For a few high-profile cases each term, the justices have begun making audio recordings of oral arguments available the same day. But most of the news of oral arguments is shouldered by reporters -- some of whom must sit behind gigantic marble columns in the stately chamber -- who aren't allowed so much as a tape recorder.

"We can't think of any reason the Supreme Court ... shouldn't be as open with its public business as the Congress and the presidency," said Bruce Collins, general counsel and vice president of C-SPAN, which televises the House and Senate proceedings right down to the tedious quorum calls.

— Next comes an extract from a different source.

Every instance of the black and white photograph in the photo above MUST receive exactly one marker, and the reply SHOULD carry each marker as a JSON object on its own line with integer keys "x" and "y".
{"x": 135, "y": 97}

But the justices themselves can apparently think of lots of reasons.

"Not a chance, because we don't want to become entertainment," Justice Antonin Scalia said in a 2005 CNBC interview. "I think there's something sick about making entertainment out of other people's legal problems."

Justice Anthony Kennedy also has spoken out strongly against the idea, saying it would ruin the collegial dynamic of the nine-member court. "Please don't introduce into the dynamic that I have with my colleagues the insidious temptation to think that one of my colleagues is trying to get a sound bite for the television," he told the Senate Judiciary Committee in 2007.

Yet Collins said the lack of cameras is an "anachronism," since the oral arguments already are open to the public. "Democracy depends on an informed public," he said. "The Supreme Court makes very, very significant decisions that affect everyone's lives."

The House and Senate have repeatedly considered pressing the court to open its arguments to cameras, and the Senate Judiciary Committee recently passed a resolution to that effect. But actual legislation has never come close to passing -- and if it did, it would raise the odd prospect of the Supreme Court hearing a case based on the law.

According to a C-SPAN poll last fall, nearly two-thirds of the public would like to see the court televise its hearings. But associate law professor Lisa McElroy of Drexel University said it may take a new generation of justices before that happens.

Some justices, like Sonia Sotomayor, have said they are open to the idea and have experience with the concept from other courts. Still, a significant portion of the current justices worry about disruption from lawyers playing to the cameras, McElroy said.

James S. Todd, a retired University of Arizona political science professor who has followed the court closely, agreed that no cameras will be allowed soon. Having spent time with former Justices William Rehnquist and Sandra Day O'Connor, Todd said the cameras would ruin the anonymity they enjoy. He said he took O'Connor birding and they weren't recognized; Rehnquist could drive to a suburban Virginia grocery in his station wagon without being spotted, at least until President Clinton's impeachment trial.

Justice Clarence Thomas has said that public recognition is a factor, and it plays into the justices' security.

"Given the nastiness of American politics, ... I don't think justices want their faces out there," Todd said.

Even if cameras were allowed, they wouldn't capture most of the court's important work, said Gerson Moreno-Riano, head of the government department at Regent University in Virginia Beach, Va. Oral arguments for each case are public, but 80 percent or more of what the court does, such as writing opinions and forming majorities, is done in secret.

Televising the oral arguments could have a " 'Judge Judy' effect," Moreno-Riano added, noting that popular opinion could be manipulated and used to undermine the court.

Collins is adamant that letting the public see the proceedings without anyone filtering the information would be helpful. Still, he's not getting his hopes up about Kagan's positive comments on the idea. Many justices have said nice things about cameras in the courts but have been less enthusiastic once they don their black robes.

"This is not a 5-4 decision. It's an institutional and collegial decision. It may have to be a 9-0 vote," Collins said.